P.S. I'm quite aware that, while Friedman test can be seen as an extension of Sign test from 2 to $k$ samples (variables), a pairwise post hoc test after Friedman is not and should not be exactly the Sign test. Neither it would be Wilcoxon paired-samle test. The "Dunn's approach" (if adapted to paired-sample situation) looks plausible post hoc because it compares, without further ranking, the "horizontal" ranks obtained at Friedman and reflecting all the $k$ samples. What bothered me, though, was that the approach appeared overconservative in the example of the post.

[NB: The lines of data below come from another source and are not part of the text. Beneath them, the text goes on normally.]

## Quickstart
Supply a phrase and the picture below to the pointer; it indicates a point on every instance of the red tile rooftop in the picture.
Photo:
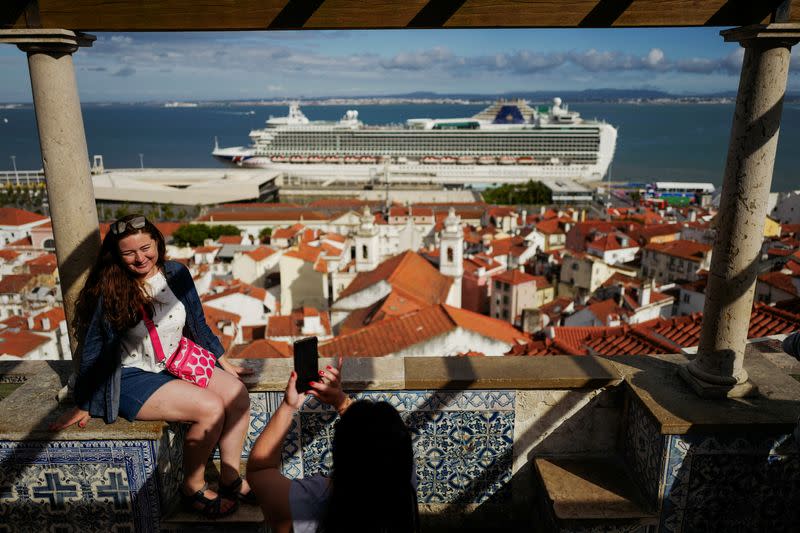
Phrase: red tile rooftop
(11, 216)
(262, 349)
(230, 239)
(54, 316)
(292, 325)
(260, 253)
(684, 249)
(206, 249)
(393, 335)
(408, 272)
(781, 281)
(14, 283)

Later Addition. To me, Dunn's approach as it is implemented after Friedman's test in SPSS is incorrect. It does not adjust for ties in the same fashion as the parent omnibus test (Friedman) does it. Actually, it does not adjust for the ties at all, while it should. (The issue of ties handling is touched in the current answer above.)

The formula of Friedman's test statistic (explained in SPSS Algorithms) is $$\chi^2= \frac{[12/(nk(k+1))]\sum^k C^2-3n(k+1)}{1-\Sigma T/[nk(k^2-1)]}$$

The denominator of the formula contains the adjustment for ties. If $k=2$ then quantity $\Sigma T/[nk(k^2-1)]$ is the proportion of cases in which the two variables are equal (tied).

Consider Friedman test performed with our variables V1 and V2 ($k=2$). The proportion of cases with ties is 287/400=.7175 and the test statistic is 13.460, df=1 with significance p=.00024. But the "Dunn's" comparison computed following SPSS formulas will be

Sample1  Sample2  MeanRank1 MeanRank2 TestStat  StError   Z    Sig2side  AdjSig
  V1       V2      1.54875   1.45125   .0975     .0500  1.9500  .05118  .05118

Nonsignificant. Why? No proper (Friedman style) adjustment for ties was done.

In the presense of only $k=2$ samples in data a correct post hoc pairwise comparison test must give the same result (statistic and p-value) as the omnibus test - it is actually a property which proves that the post hoc test corresponds (is isomorphic) to the parent omnibus test. It is indeed so with Kruskal-Wallis test and Dunn's test - just program it following SPSS Algorithms and test with V1 and V2 as two independent groups, and you'll get same p=.0153 both for KW and for Dunn. But we saw that a similar equivalence is absent in relations between Friedman test and "Dunn's approach" post-Friedman comparison test.

Conclusion. Post hoc multiple comparison test being performed by SPSS (version 22 and earlier) after Friedman's test is defective. Maybe it is correct when there is no ties, but I don't know. The post hoc test does not treat ties the way Friedman does it (while it should). I cannot say anything about the formula of st. error, sqrt[k*(k+1)/(6n)], they are using: it was derived from discrete uniform distribution, but they didn't write how; is it correct? Either the "Dunn's test approach" was adapted to Friedman inadequatly by SPSS or Dunn's test cannot be adapted to Friedman at all.